Definitely, it is not something to be taken lightly about. It requires so much technique and planning because it may lead to serious hand injuries if you don’t.
You wouldn’t want to regularly succumb to the pain of punching a 200-pound heavy bag, right?
With that said, let me give you some knuckle-friendly tips and advice with regard to punching heavy bag without gloves
The Five Steps of Punching Heavy Bag without Gloves
Flatten your First
First and foremost, you need to check your fist and make sure it’s strong and flat.
Get your fingers to remain flat or in a flat plain while flushed to one another.
When you punch, make sure your flat fingers and top row of knuckles make contact with the bag at the same time.
Align your Wrist
Don’t even think of bending your wrist before or during your strikes. If you do, your wrist will collapse due to the bad-angled punch that you just threw in.
The last thing that you would want to have is a wrist sprain, right?
So, watch out for your wrist and make sure it’s straight. Particularly, align it perfectly with your first.
When Punching Heavy Bag without gloves, make sure that your forearm, wrist, and fist are tensed together as one solid piece.
Execute Precise Punches
Instead of giving it all for power, focus on your punching speed when throwing precise, crips, and powerful punches.
Pulling off a magnitude of your strength towards a heavy bag without any gloves will increase your chance of injury.
Snap your punches on the target by pulling your punches as soon as they land.
Hooks are a No-no
If I were you, I’d definitely go for jabs and right hands. Executing hooks while your knuckles are bare is as dangerous as going inside the octagon without any gloves.
Hooks are powerful moves so they can make your wrists more vulnerable.

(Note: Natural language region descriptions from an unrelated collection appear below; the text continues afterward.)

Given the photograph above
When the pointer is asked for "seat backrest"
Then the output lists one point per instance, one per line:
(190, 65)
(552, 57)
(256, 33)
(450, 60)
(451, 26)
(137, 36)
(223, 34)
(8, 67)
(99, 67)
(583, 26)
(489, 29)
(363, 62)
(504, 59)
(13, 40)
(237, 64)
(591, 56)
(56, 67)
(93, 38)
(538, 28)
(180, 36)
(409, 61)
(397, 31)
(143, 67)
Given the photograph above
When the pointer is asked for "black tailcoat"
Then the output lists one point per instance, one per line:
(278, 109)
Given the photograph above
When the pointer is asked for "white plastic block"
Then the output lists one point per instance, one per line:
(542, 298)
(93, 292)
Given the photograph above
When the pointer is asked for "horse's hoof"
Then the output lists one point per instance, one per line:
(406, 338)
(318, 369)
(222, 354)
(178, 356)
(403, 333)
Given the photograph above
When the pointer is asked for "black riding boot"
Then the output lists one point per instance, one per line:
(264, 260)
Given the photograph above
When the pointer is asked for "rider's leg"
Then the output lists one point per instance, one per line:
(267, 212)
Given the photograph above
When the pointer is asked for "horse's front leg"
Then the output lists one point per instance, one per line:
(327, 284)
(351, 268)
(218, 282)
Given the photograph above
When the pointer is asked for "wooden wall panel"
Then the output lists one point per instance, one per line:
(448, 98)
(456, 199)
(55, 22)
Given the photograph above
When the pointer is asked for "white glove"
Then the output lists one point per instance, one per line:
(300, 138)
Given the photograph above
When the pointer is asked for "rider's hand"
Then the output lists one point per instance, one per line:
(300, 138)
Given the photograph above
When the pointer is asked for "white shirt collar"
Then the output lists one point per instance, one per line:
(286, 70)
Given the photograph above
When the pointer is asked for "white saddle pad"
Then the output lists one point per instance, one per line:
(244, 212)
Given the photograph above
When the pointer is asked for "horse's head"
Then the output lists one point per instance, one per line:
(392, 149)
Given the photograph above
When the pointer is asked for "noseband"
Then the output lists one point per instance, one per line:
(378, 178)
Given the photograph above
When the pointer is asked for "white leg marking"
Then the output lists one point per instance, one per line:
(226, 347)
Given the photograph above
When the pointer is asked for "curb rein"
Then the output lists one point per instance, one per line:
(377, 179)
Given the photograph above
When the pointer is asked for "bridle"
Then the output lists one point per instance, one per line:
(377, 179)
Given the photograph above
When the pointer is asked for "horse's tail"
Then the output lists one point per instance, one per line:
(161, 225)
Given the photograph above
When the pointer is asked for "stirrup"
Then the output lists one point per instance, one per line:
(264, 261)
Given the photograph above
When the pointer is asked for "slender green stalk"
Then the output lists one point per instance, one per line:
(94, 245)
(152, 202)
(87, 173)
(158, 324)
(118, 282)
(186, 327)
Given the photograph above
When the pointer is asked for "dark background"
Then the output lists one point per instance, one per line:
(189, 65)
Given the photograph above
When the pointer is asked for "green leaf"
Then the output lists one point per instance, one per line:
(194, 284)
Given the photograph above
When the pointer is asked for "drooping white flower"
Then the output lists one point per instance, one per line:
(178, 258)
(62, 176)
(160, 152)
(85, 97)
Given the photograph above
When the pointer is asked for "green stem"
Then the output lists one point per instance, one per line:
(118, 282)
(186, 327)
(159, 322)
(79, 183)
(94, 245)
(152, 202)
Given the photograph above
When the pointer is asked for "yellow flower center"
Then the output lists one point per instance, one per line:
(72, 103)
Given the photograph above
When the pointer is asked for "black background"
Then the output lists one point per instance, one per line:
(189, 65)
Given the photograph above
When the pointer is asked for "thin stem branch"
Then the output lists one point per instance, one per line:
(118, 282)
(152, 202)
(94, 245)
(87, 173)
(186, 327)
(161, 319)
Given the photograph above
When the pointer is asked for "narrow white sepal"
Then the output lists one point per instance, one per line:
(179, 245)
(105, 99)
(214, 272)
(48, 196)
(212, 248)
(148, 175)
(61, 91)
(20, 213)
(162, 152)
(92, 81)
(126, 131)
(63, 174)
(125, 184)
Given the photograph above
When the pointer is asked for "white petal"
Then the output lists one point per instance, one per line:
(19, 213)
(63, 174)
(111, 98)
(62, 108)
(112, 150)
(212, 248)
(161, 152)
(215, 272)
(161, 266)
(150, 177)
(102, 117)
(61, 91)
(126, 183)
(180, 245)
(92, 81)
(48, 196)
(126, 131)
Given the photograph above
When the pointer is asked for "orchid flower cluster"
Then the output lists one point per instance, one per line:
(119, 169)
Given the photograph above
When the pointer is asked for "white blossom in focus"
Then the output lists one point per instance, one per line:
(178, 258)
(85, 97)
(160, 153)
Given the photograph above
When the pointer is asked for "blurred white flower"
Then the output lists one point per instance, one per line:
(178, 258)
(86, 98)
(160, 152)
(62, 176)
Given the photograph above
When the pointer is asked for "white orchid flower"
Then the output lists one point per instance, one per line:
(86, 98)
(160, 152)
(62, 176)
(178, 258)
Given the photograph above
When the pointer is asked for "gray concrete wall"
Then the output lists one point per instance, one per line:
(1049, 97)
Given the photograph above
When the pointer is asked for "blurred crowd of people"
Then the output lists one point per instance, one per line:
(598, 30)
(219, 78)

Moreover, you can’t possibly align your wrist if you’re aiming for hooking punches. And so, I suggest letting it go and simply aiming for jabs and right hands.
Take a Break
This is perhaps the most obvious advice on this list. But really, taking a break will never go out of style.
Punching heavy bag in a bare-knuckle style is already strenuous enough, how much more if you overtrain yourself?
This type of boxing style increases your chances of having occasional breaks or cracks in the surface area of your knuckles’ skin.
While this skin will strengthen over time, you also need to give it time to heal before getting back to aggressive training.
Bruises or painful wounds can also occur from time to time. With that, you really need to know how to stop and when to resume your training.
Apart from that, fatigue will also haunt you as you continue to manifest this boxing style.
Fatigue can lead to a breakdown of boxing form, and if you don’t preserve your form when punching bare-knuckle style, you can easily injure yourself.
So, if you feel yourself getting tired, either take a break or put on a pair of boxing gloves for the rest of your workout.
The Perfect Glove for a Bare-Knuckled Punch
If the above-mentioned tricks and hacks, by any chance, don’t work for you, then why don’t you kickstart your way into a bare-knuckle boxing style by starting off with a lightly padded training glove?
And then eventually, you replace it with a much heavier one, and so on. You get the gist of it.
With that said, the so-called RDX grappling glove is best recommended to perform this.
It does a fairly good job in a make-believe feeling of punching without gloves. Just don’t forget to check the sizing chart when buying one.
Final Words
Training for bare-knuckle punches is completely okay, but in doing so, you need to follow certain steps and procedures so as to not hurt yourself.
It is important to take these things into consideration so you will find yourself in a position where bruised knuckles will lead to your fight’s delay or cancellation.
What’s good about it also is how advantageous it can be in certain aspects. For one, it strengthens your skin, as well as the bones, muscles, and connective tissues of your hands.
At the end of the day, it is only just a matter of learning the curve of throwing a punch without any protective gear.
As days pass, you will eventually get a hold of this technique. Trust me, I know that for sure.